WASHINGTON – America’s status as the world leader in fields such as bioscience, engineering, and computer science is at risk because of restrictive post-Sept. 11 immigration screening policies, a university official said Wednesday.
In testimony to the Senate Foreign Relations Committee, University of Maryland President C. Dan Mote said those policies are sending the world’s best and brightest to countries such as Canada and Australia, leaving U.S. businesses at a competitive disadvantage.
“We all agree that protecting our citizens is a priority second to none,” Mote said in a prepared statement. “We also have a . . . responsibility to deliver the highest-quality education and research programs to keep the nation strong and competitive.
“We do not believe these are mutually exclusive mandates,” he said.
Over the last two years, the College Park campus has seen a 36 percent drop in applications from international graduate students and a 21 percent decline in enrollment by them, Mote said. Many of those students have provided hard-science skills that helped boost the university’s ranking among public research universities from 30th in 1998 to 17th in 2004.
Mote said that foreign students and researchers in fields deemed sensitive by the State Department, such as biotechnology, are now subject to strict screening requirements overseen by the government. But he said the so-called Visas Mantis policy is taking too long to process candidates.
“Though a recent report claims that 95 percent of the Visas Mantis clearances are completed within a month, we find from our experience at Maryland that the clearances are often taking much longer,” Mote said in prepared text.
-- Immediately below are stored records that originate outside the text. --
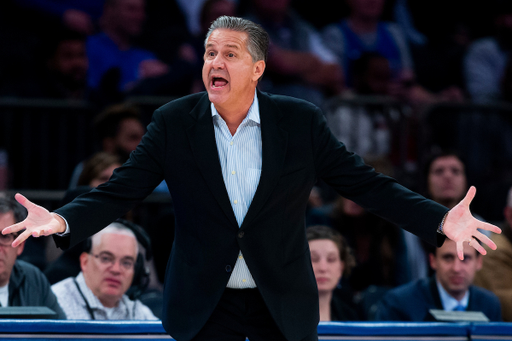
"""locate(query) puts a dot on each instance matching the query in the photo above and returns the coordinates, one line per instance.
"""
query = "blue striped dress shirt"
(240, 160)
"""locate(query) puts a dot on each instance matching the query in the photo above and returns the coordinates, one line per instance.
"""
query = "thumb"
(24, 201)
(469, 196)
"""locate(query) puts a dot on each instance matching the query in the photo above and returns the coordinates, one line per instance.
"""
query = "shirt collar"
(253, 114)
(449, 303)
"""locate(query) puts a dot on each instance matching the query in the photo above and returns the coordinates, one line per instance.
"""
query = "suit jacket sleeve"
(379, 194)
(92, 211)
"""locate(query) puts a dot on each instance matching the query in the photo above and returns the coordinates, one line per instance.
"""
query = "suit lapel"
(274, 141)
(202, 140)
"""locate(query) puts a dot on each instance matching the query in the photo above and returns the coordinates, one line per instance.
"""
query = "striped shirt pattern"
(240, 160)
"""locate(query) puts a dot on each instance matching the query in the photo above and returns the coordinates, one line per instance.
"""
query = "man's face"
(8, 254)
(327, 265)
(129, 135)
(447, 179)
(109, 282)
(229, 74)
(70, 60)
(455, 275)
(129, 16)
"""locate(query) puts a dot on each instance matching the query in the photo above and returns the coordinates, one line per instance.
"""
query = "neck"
(234, 116)
(324, 299)
(109, 302)
(361, 25)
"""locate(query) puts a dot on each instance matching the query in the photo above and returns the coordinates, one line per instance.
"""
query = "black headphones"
(141, 271)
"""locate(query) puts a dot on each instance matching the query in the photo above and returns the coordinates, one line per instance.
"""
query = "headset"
(141, 270)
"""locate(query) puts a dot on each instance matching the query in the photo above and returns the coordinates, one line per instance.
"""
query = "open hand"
(39, 222)
(460, 226)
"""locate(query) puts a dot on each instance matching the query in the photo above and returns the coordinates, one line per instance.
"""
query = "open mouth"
(219, 82)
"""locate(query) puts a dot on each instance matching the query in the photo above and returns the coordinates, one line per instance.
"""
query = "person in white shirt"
(99, 290)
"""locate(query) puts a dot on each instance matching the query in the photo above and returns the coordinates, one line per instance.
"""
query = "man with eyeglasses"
(21, 283)
(98, 292)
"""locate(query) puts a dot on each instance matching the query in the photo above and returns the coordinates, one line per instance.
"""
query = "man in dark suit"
(451, 289)
(240, 165)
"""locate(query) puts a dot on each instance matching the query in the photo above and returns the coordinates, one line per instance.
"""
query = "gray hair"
(113, 228)
(258, 41)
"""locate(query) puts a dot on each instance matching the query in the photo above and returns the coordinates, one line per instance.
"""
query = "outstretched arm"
(39, 222)
(460, 226)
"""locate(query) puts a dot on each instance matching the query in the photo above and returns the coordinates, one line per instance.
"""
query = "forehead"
(323, 245)
(117, 243)
(223, 37)
(447, 161)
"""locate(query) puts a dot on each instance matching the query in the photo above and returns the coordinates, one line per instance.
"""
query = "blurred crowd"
(415, 53)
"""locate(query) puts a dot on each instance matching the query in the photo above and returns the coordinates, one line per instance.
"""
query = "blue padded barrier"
(491, 331)
(153, 330)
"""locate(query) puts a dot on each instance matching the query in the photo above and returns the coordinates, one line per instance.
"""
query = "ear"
(84, 259)
(259, 68)
(20, 249)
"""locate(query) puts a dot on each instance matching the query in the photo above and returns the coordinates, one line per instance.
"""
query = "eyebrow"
(228, 45)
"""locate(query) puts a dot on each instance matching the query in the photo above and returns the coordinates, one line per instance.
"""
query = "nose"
(218, 62)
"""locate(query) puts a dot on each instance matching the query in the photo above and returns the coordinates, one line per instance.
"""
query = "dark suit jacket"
(297, 149)
(412, 301)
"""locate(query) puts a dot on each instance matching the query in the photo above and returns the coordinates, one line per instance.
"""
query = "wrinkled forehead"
(118, 243)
Visas Mantis applications are supposed to be processed within 30 days.
A spokeswoman for the State Department’s Bureau of Consular Affairs said that 98 percent of all Visas Mantis applications are currently being processed within 30 days, and that the average wait time was well below one month.
Other agencies, including the Department of Homeland Security, must vet applicants before the State Department can grant approval.
“A year ago, the average wait time was 73 days,” said Kelly Shannon, the State spokeswoman. “Today it’s 20 days.”
Shannon attributed some of the improvement to technology investments that allow for better communication between systems and administrators, as well as increased staffing.
“We’re turning the corner,” Shannon said.
But at the Senate hearing earlier in the day, Mote’s comments worried committee members, including Sen. Paul Sarbanes, D-Md.
“The campus plays an indispensable role in the economic infrastructure of our state,” Sarbanes said in response to Mote’s comments.
The senator predicted the state’s industries would not be directly affected by the reduction, however.
“This is an indirect problem for Maryland businesses, but I think the implications are quite far reaching,” Sarbanes said.
Charlie Scott, director of government relations at the Tech Council of Maryland, echoed Sarbanes’ comments.
While members have not specifically discussed the decline in foreign students studying technology issues, he said businesses are concerned about the overall decline in the general population of students focused on areas such as information technology and biosciences.
Nationally, Maryland ranked fifth in 2002 for university research and development expenditures, and fourth in higher-education degrees in biological sciences, according to a June report by the Battelle Technology Partnership Practice.